身が縮まる思いだった。いつメモリーが襲いにくるのか。いつになったらホワイトは来てくれるのか。最悪の予想はいつも頭にへばりついて離れない。走っていた足が、疲労とは別に震え出す。
早く、早く来て。
私は目を瞑り、祈るように願った。この状況から一刻も早く解放されたい。強く強く、私は願った。
そして瞼をそっと開いてみる。心臓のリズムはまだ激しいままだけど、呼吸はだいぶ落ち着いてくれた。
気分も、うん、パニックにはなっていない。私は異変が起こっていないだろうかと教室を見渡してみた。

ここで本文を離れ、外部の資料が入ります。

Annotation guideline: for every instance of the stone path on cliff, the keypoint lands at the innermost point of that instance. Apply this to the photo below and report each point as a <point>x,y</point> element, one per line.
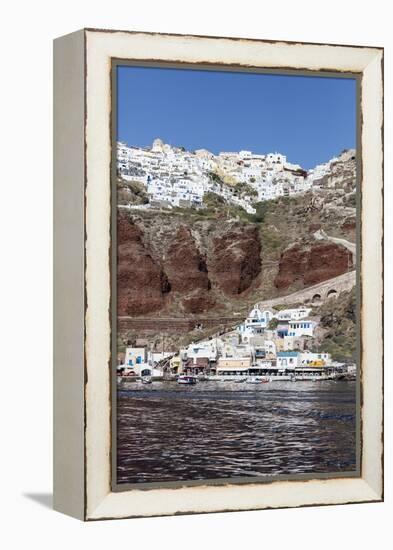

そこには小型のメモリーどころか無人の静けさが佇むだけで、私を除けば誰もいない。机が並び窓からは暗闇ながらも校庭と敷地を囲う桜の木が見える。
「…………あれ」
その時だった。その風景。懐かしさを覚える見慣れた場所だと思ってしまう。ううん、教室なんてどれも似たような作りだし、だからそう思うのかもしれないけど……、でも。
「ここ、もしかして」
見覚えがある。この机の配置。そして窓から見下ろす学校と街の景色。ここからしか見えない街並みを、私は覚えている。
まさか。もしかしてと思いながらも、私はある種の確信を抱きながら黒板に目を向けてみた。
「三年、二組……」
私の表情が緊張で固まっていく。身体が、強張る。そこに書かれていたのは三年二組の文字。